FHOG vs IP

I have been reading your posts for 6 months now and would like to thank you for sharing your knowledge and experience. I am hoping that you can help me get started!

I am a baby boomer in my 50's and would like to buy property in Brisbane. I have a son attending UQ and am considering a unit in St Lucia.

My question is

* Should I purchase in his name (FHOG) and convert it to an IP after 6 months. Are there costs involved other than the transfer of ownership? Is this legal as he will remain in the unit and will rent out 2 rooms to friends for 3 years.
(He is in his 3rd year of a 5 yr degree)

Or
* Should I Purchase it as an IP.

I am on a decent wage so will benefit from negative gearing.

I have a LOC in place and intend to pay IO. I am not looking to sell but if I needed to what are the tax implications for both?
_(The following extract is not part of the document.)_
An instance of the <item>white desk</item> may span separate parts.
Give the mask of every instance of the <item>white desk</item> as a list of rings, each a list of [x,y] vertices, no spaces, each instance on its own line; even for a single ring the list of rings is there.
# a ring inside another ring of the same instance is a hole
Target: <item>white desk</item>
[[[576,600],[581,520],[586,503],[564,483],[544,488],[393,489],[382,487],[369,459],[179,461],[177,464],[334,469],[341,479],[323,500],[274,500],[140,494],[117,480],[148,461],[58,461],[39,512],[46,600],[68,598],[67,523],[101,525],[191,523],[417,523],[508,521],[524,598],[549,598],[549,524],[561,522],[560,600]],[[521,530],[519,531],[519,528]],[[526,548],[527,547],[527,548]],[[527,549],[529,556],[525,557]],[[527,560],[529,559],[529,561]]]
I am having a case of the jitters, it all sounds so good in theory but actually doing it is frightening. I am married and thus require all the answers to satisfy the other half:)
 
Ok, so you want to get the $14k FHOG for your son and then, 6 months later, make it your IP.

Not only will you pay stamp duty on the transfer of ownership from him to you (almost $9k for a $300k property in Qld [check rates here]), when your son really does go to buy his first PPOR he won't be eligible for FHOG.

To me that doesnt seem that great an idea.

You should contact the Qld OSR.
 
I agree with Mark. Option A makes no sense whatsoever.
Option B sounds better, if you're comfortable with it. Don't forget, you can do an Income Tax Withholding Variation to get the negative gearing benefit each payday rather than waiting until tax time to get a refund. It really does help the cash flow situation.
 
Thanks for your replies, Rob and Mark.

I am comfortable with the IP option but wasn't sure if it made the best economic sense.
 
Hi there
there is another option
you do buy the unit with your son as the purchaser (he gets the unit and the FHOG and the stamp duty concessions)- but you are instead his financier - he pays you back as mortgagee with his friends assisting
your son can then refinance and pay you out further down the track once he has a job - and if you are charging a commercial rate of interest - you could claim your expenses
thanks
 
I agree that you should just buy it as an IP, if you do buy it in your sons name, will he be able to afford to buy the house given that he's a student?

You could be on the loan as a guarantor, but your son will still have to apply for the loan as the primary applicant. Some lenders might ask you to also be on the title (10% ownership) which would make your son ineligible for the FHOG.